Un certo effetto ad esempio lo ha fatto, sulla gente che passava giovedì mattina lungo la provinciale per Vicomoscano, vedere un trattore impegnato in un’operazione di strana irrigazione. Ciò che usciva da un cilindro posizionato sul mezzo agricolo non era infatti acqua ma una indefinibile sostanza vaporosa lanciata sopra le pianticelle di un campo di mais. Un intervento durato alcuni minuti ed accompagnato da un forte sibilo sonoro, udibile anche a distanza. L’operazione, spiegano i tecnici, si effettua anche due o tre volte durante il periodo del raccolto e serve a distruggere una delle peggiori malattie del mais, la piralide che insieme alla diabrotica può causare danni ingenti.

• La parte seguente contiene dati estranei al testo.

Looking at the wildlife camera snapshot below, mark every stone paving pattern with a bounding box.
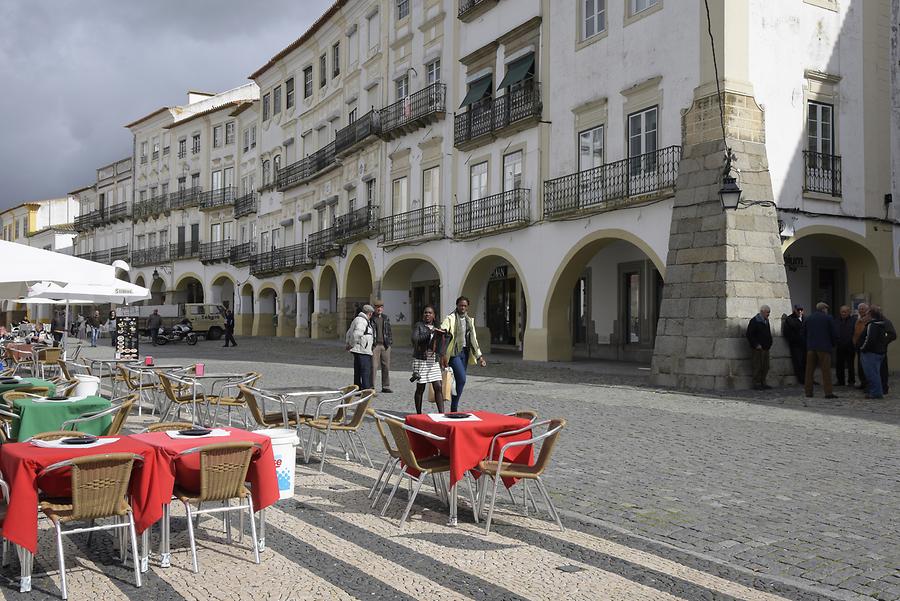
[2,339,900,600]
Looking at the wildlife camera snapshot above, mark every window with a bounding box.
[284,77,294,109]
[391,177,409,215]
[578,125,603,171]
[303,66,312,98]
[469,161,487,200]
[422,167,441,207]
[425,58,441,85]
[394,75,409,100]
[581,0,606,40]
[628,106,656,176]
[331,42,341,77]
[503,150,522,192]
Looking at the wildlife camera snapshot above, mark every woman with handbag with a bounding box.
[410,305,447,413]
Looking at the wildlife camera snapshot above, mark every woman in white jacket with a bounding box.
[346,305,375,390]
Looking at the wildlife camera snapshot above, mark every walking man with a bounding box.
[147,309,162,346]
[441,296,487,412]
[804,302,837,399]
[224,309,237,348]
[834,305,856,386]
[747,305,772,390]
[372,299,394,393]
[345,305,375,390]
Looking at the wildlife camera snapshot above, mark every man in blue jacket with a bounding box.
[804,303,837,399]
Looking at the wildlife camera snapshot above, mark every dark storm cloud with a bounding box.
[0,0,331,210]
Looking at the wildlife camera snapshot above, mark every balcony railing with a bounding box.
[275,142,336,191]
[378,206,444,245]
[453,188,531,238]
[169,240,200,261]
[544,146,681,219]
[803,150,841,196]
[200,187,237,211]
[381,82,447,140]
[334,111,380,154]
[169,186,203,210]
[131,244,172,267]
[229,242,256,265]
[334,205,378,244]
[453,80,543,146]
[306,226,341,260]
[234,192,257,219]
[200,240,234,263]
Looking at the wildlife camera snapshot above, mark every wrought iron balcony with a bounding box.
[803,150,841,197]
[229,242,256,266]
[453,80,543,148]
[334,110,380,155]
[132,194,169,219]
[275,142,336,191]
[378,205,444,245]
[200,240,234,263]
[334,205,378,244]
[131,244,172,267]
[381,82,447,140]
[306,226,341,260]
[234,192,257,219]
[169,186,203,210]
[200,187,237,211]
[453,188,531,238]
[544,146,681,219]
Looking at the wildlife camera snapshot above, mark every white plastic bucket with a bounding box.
[255,428,300,499]
[73,374,100,396]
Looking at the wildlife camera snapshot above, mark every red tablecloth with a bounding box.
[406,411,533,486]
[0,436,172,553]
[131,428,278,511]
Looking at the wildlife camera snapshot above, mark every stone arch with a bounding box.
[526,229,665,362]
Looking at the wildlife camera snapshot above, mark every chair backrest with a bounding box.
[182,441,254,501]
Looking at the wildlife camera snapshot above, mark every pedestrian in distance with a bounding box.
[441,296,487,412]
[834,305,856,386]
[410,305,447,413]
[747,305,772,390]
[803,302,837,399]
[372,299,394,393]
[344,305,375,390]
[781,305,806,384]
[223,309,237,348]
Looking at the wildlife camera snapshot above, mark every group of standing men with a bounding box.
[747,302,897,399]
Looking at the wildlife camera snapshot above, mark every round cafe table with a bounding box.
[12,396,112,440]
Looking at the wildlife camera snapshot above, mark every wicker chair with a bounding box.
[175,442,259,573]
[300,388,375,472]
[38,453,143,599]
[478,419,566,534]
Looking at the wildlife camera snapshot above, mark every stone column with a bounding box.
[652,91,791,390]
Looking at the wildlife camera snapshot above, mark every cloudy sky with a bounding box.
[0,0,331,210]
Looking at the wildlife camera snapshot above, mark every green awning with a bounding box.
[497,54,534,90]
[459,75,491,108]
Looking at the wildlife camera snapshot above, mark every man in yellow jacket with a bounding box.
[441,296,487,412]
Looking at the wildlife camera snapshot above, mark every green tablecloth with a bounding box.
[12,396,112,440]
[0,378,56,396]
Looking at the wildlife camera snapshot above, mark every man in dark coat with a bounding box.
[781,305,806,384]
[834,305,856,386]
[747,305,772,390]
[804,303,837,399]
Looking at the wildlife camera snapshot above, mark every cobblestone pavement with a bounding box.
[4,339,900,600]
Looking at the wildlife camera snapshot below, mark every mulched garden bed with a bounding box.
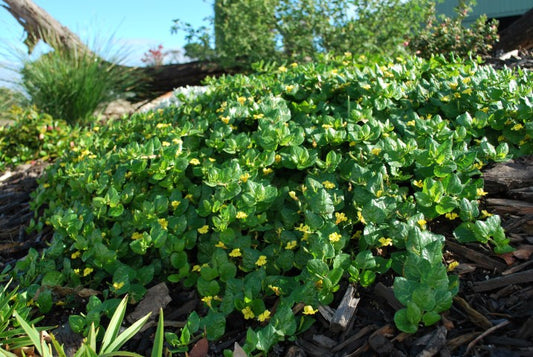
[0,52,533,357]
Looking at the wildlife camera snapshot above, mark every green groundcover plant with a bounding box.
[14,53,533,352]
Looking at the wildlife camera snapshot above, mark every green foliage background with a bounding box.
[10,54,533,352]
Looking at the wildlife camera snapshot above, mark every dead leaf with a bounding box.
[513,244,533,260]
[498,253,516,265]
[189,337,209,357]
[233,342,248,357]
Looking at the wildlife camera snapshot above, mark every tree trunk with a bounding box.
[1,0,238,101]
[496,8,533,52]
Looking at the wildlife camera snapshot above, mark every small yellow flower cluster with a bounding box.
[322,180,335,189]
[215,241,228,249]
[328,232,342,243]
[197,224,209,234]
[255,255,267,267]
[235,211,248,219]
[303,305,318,315]
[378,237,392,247]
[371,148,381,155]
[335,212,348,224]
[113,281,124,291]
[476,188,488,197]
[257,310,270,322]
[444,212,459,221]
[285,240,298,250]
[157,218,168,231]
[170,201,181,209]
[239,172,250,183]
[131,232,143,240]
[268,285,281,296]
[229,248,242,258]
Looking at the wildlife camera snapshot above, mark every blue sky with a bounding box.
[0,0,213,85]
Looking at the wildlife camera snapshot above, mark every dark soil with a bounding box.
[0,53,533,356]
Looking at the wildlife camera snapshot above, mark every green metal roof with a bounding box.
[437,0,533,22]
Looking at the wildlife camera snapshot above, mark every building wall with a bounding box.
[437,0,533,23]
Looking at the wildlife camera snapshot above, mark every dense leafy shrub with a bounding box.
[15,54,533,351]
[409,0,499,58]
[0,107,79,172]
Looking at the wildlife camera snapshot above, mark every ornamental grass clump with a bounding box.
[20,37,138,123]
[18,53,533,353]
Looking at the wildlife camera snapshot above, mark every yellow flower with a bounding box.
[476,188,488,197]
[328,232,342,243]
[255,255,267,267]
[481,209,493,218]
[322,180,335,189]
[335,212,348,224]
[446,260,459,271]
[303,305,318,315]
[241,306,255,320]
[235,211,248,219]
[215,241,228,249]
[113,281,124,290]
[268,285,281,296]
[197,224,209,234]
[170,201,181,209]
[289,191,298,201]
[257,310,270,322]
[131,232,143,240]
[444,212,459,221]
[378,237,392,247]
[202,296,213,307]
[285,240,298,250]
[229,248,242,258]
[157,218,168,231]
[239,172,250,183]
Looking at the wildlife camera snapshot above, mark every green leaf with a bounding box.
[200,310,226,341]
[394,309,418,333]
[422,311,440,326]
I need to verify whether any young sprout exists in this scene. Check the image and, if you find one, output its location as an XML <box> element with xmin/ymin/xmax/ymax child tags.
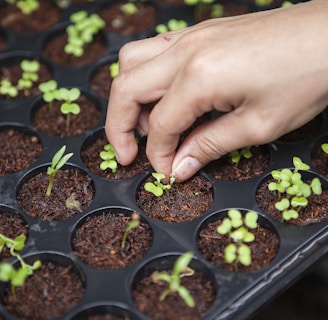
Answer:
<box><xmin>64</xmin><ymin>10</ymin><xmax>105</xmax><ymax>57</ymax></box>
<box><xmin>229</xmin><ymin>147</ymin><xmax>253</xmax><ymax>165</ymax></box>
<box><xmin>109</xmin><ymin>61</ymin><xmax>120</xmax><ymax>79</ymax></box>
<box><xmin>17</xmin><ymin>60</ymin><xmax>40</xmax><ymax>95</ymax></box>
<box><xmin>144</xmin><ymin>172</ymin><xmax>175</xmax><ymax>197</ymax></box>
<box><xmin>121</xmin><ymin>212</ymin><xmax>140</xmax><ymax>249</ymax></box>
<box><xmin>99</xmin><ymin>143</ymin><xmax>117</xmax><ymax>173</ymax></box>
<box><xmin>46</xmin><ymin>145</ymin><xmax>73</xmax><ymax>197</ymax></box>
<box><xmin>152</xmin><ymin>252</ymin><xmax>195</xmax><ymax>308</ymax></box>
<box><xmin>217</xmin><ymin>209</ymin><xmax>258</xmax><ymax>268</ymax></box>
<box><xmin>58</xmin><ymin>88</ymin><xmax>81</xmax><ymax>128</ymax></box>
<box><xmin>156</xmin><ymin>19</ymin><xmax>188</xmax><ymax>34</ymax></box>
<box><xmin>6</xmin><ymin>0</ymin><xmax>39</xmax><ymax>15</ymax></box>
<box><xmin>268</xmin><ymin>157</ymin><xmax>322</xmax><ymax>221</ymax></box>
<box><xmin>0</xmin><ymin>233</ymin><xmax>41</xmax><ymax>294</ymax></box>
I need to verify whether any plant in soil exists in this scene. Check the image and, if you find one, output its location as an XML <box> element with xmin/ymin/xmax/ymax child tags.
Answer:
<box><xmin>46</xmin><ymin>145</ymin><xmax>73</xmax><ymax>197</ymax></box>
<box><xmin>0</xmin><ymin>233</ymin><xmax>42</xmax><ymax>295</ymax></box>
<box><xmin>268</xmin><ymin>157</ymin><xmax>322</xmax><ymax>221</ymax></box>
<box><xmin>217</xmin><ymin>209</ymin><xmax>258</xmax><ymax>271</ymax></box>
<box><xmin>152</xmin><ymin>252</ymin><xmax>195</xmax><ymax>308</ymax></box>
<box><xmin>64</xmin><ymin>10</ymin><xmax>105</xmax><ymax>57</ymax></box>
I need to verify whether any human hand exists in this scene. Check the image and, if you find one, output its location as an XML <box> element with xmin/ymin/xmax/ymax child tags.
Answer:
<box><xmin>105</xmin><ymin>0</ymin><xmax>328</xmax><ymax>181</ymax></box>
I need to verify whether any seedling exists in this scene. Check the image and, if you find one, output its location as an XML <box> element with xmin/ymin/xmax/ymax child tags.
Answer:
<box><xmin>144</xmin><ymin>172</ymin><xmax>176</xmax><ymax>197</ymax></box>
<box><xmin>58</xmin><ymin>88</ymin><xmax>81</xmax><ymax>128</ymax></box>
<box><xmin>217</xmin><ymin>209</ymin><xmax>258</xmax><ymax>269</ymax></box>
<box><xmin>152</xmin><ymin>252</ymin><xmax>195</xmax><ymax>308</ymax></box>
<box><xmin>46</xmin><ymin>145</ymin><xmax>73</xmax><ymax>197</ymax></box>
<box><xmin>64</xmin><ymin>10</ymin><xmax>105</xmax><ymax>57</ymax></box>
<box><xmin>99</xmin><ymin>143</ymin><xmax>117</xmax><ymax>173</ymax></box>
<box><xmin>268</xmin><ymin>157</ymin><xmax>322</xmax><ymax>221</ymax></box>
<box><xmin>6</xmin><ymin>0</ymin><xmax>39</xmax><ymax>15</ymax></box>
<box><xmin>229</xmin><ymin>147</ymin><xmax>253</xmax><ymax>165</ymax></box>
<box><xmin>109</xmin><ymin>61</ymin><xmax>120</xmax><ymax>79</ymax></box>
<box><xmin>121</xmin><ymin>212</ymin><xmax>140</xmax><ymax>249</ymax></box>
<box><xmin>184</xmin><ymin>0</ymin><xmax>214</xmax><ymax>22</ymax></box>
<box><xmin>156</xmin><ymin>19</ymin><xmax>188</xmax><ymax>34</ymax></box>
<box><xmin>0</xmin><ymin>233</ymin><xmax>41</xmax><ymax>295</ymax></box>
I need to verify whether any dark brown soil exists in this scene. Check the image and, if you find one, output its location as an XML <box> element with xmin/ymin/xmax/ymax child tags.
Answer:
<box><xmin>43</xmin><ymin>31</ymin><xmax>107</xmax><ymax>67</ymax></box>
<box><xmin>0</xmin><ymin>58</ymin><xmax>52</xmax><ymax>99</ymax></box>
<box><xmin>90</xmin><ymin>64</ymin><xmax>113</xmax><ymax>99</ymax></box>
<box><xmin>81</xmin><ymin>132</ymin><xmax>151</xmax><ymax>179</ymax></box>
<box><xmin>0</xmin><ymin>0</ymin><xmax>61</xmax><ymax>33</ymax></box>
<box><xmin>0</xmin><ymin>209</ymin><xmax>28</xmax><ymax>262</ymax></box>
<box><xmin>32</xmin><ymin>95</ymin><xmax>101</xmax><ymax>137</ymax></box>
<box><xmin>198</xmin><ymin>219</ymin><xmax>279</xmax><ymax>272</ymax></box>
<box><xmin>132</xmin><ymin>270</ymin><xmax>216</xmax><ymax>320</ymax></box>
<box><xmin>0</xmin><ymin>129</ymin><xmax>42</xmax><ymax>176</ymax></box>
<box><xmin>99</xmin><ymin>1</ymin><xmax>157</xmax><ymax>36</ymax></box>
<box><xmin>312</xmin><ymin>140</ymin><xmax>328</xmax><ymax>177</ymax></box>
<box><xmin>278</xmin><ymin>114</ymin><xmax>323</xmax><ymax>142</ymax></box>
<box><xmin>256</xmin><ymin>180</ymin><xmax>328</xmax><ymax>226</ymax></box>
<box><xmin>136</xmin><ymin>175</ymin><xmax>213</xmax><ymax>223</ymax></box>
<box><xmin>204</xmin><ymin>146</ymin><xmax>270</xmax><ymax>181</ymax></box>
<box><xmin>17</xmin><ymin>169</ymin><xmax>94</xmax><ymax>221</ymax></box>
<box><xmin>2</xmin><ymin>262</ymin><xmax>84</xmax><ymax>320</ymax></box>
<box><xmin>72</xmin><ymin>212</ymin><xmax>152</xmax><ymax>269</ymax></box>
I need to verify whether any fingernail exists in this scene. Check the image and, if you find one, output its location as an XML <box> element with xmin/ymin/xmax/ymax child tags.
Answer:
<box><xmin>172</xmin><ymin>157</ymin><xmax>203</xmax><ymax>181</ymax></box>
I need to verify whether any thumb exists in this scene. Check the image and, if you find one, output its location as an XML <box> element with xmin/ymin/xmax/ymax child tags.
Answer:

Si procede quindi con questo trattamento chimico che non tutti gli agricoltori però effettuano, primo per i costi elevati, secondo (ma questa dovrebbe essere la ragione principale del rifiuto) per l’elevata dose di veleno che lo spargimento crea nell’ambiente. Fonti qualificate sostengono che una grave mortalità si manifesti tra la fauna con avvelenamento di lepri e fagiani, in seguito al trattamento e che neppure l’operatore a bordo del trattore ne trarrebbe benefici. Allora quale sarebbe la soluzione per evitare la distruzione del mais da parte di larve voracissime? L’unico rimedio parrebbe quello di cambiare la destinazione d’uso del terreno mettendoci, a rotazione, colture differenti.